営業改革を考える (13) KPIツリーは本質から考えよ

画像: Rosenfeld Media

2017.10.31

営業・マーケティング

営業改革を考える (13) KPIツリーは本質から考えよ

日沖 博道
パスファインダーズ株式会社 代表取締役 社長

他社事例をそのまま真似ること、典型的BSC構造に無理矢理押し込むこと、KGI/KPIからブレイクダウンすること。KPIツリー図一つとっても、本質的でないやり方に走ることになりがちだ。形から入るのではなく、まずは「そもそも何のため」から考えよう。

特に営業プロセス改革分野だと、財務視点では「受注/売上拡大」などを謳いたいところだが、それは製品・サービス面での強化充実が同時にないと難しい。つまりプロジェクトのコントロール範囲外なのでKGI/KPIには相応しくないケースが多い。また「学習と成長」の視点というより「学習と定着」の視点といったほうがピンとくることが普通だ。

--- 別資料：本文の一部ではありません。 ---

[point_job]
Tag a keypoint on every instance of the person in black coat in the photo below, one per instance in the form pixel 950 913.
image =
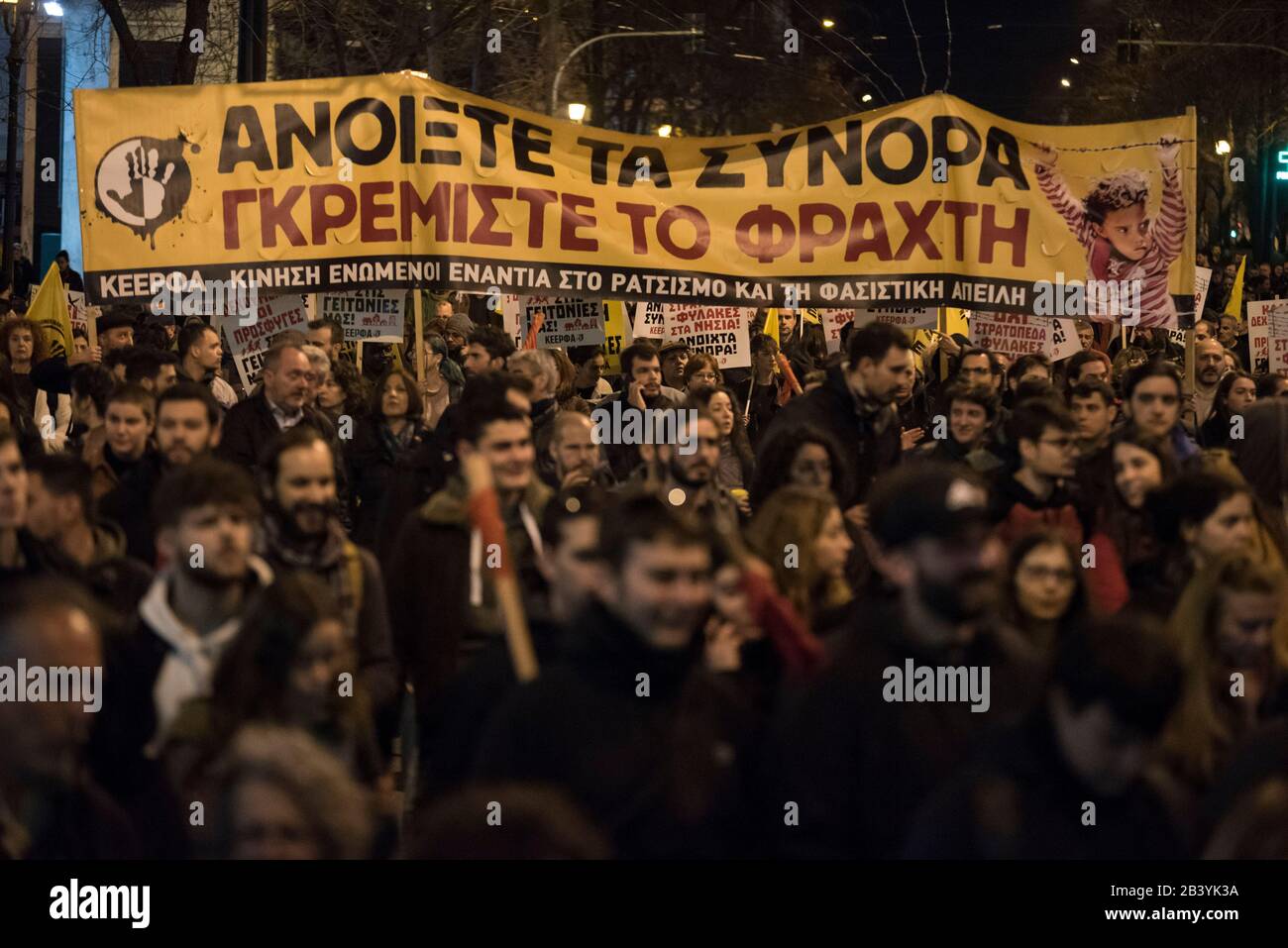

最後に、他社のプロジェクト事例アウトプットを拝見したとき、KPIツリーの構造とその策定過程に疑問を抱かざるを得ないケースが少なくない。KPIツリーが綺麗過ぎるのだ。

そもそもKGI(最終的なゴール達成の指標)をブレイクダウンすると綺麗に主要KPIになる、などということが実際の業務改革/営業プロセス改革で当てはまることは滅多にない。最終的なゴール達成を示すKGIと、それを達成するためのレバレッジポイントに関するKPIの一部が直接的につながらないことがむしろ普通なのだ。

むしろ最終的なゴールを達成するための改革レバレッジポイントは何で、そのための施策は何で、それがうまくいった状態を表す指標は何、という順でKPIが決まるのが真っ当な考え方だと小生は考えている。それより下のレベルも同様だ。

つまり改革のロジックが先にあり、それぞれの出来不出来を表す指標が後でついていく、ということだ。KGI/KPIのブレイクダウンが先にあるという話ではない。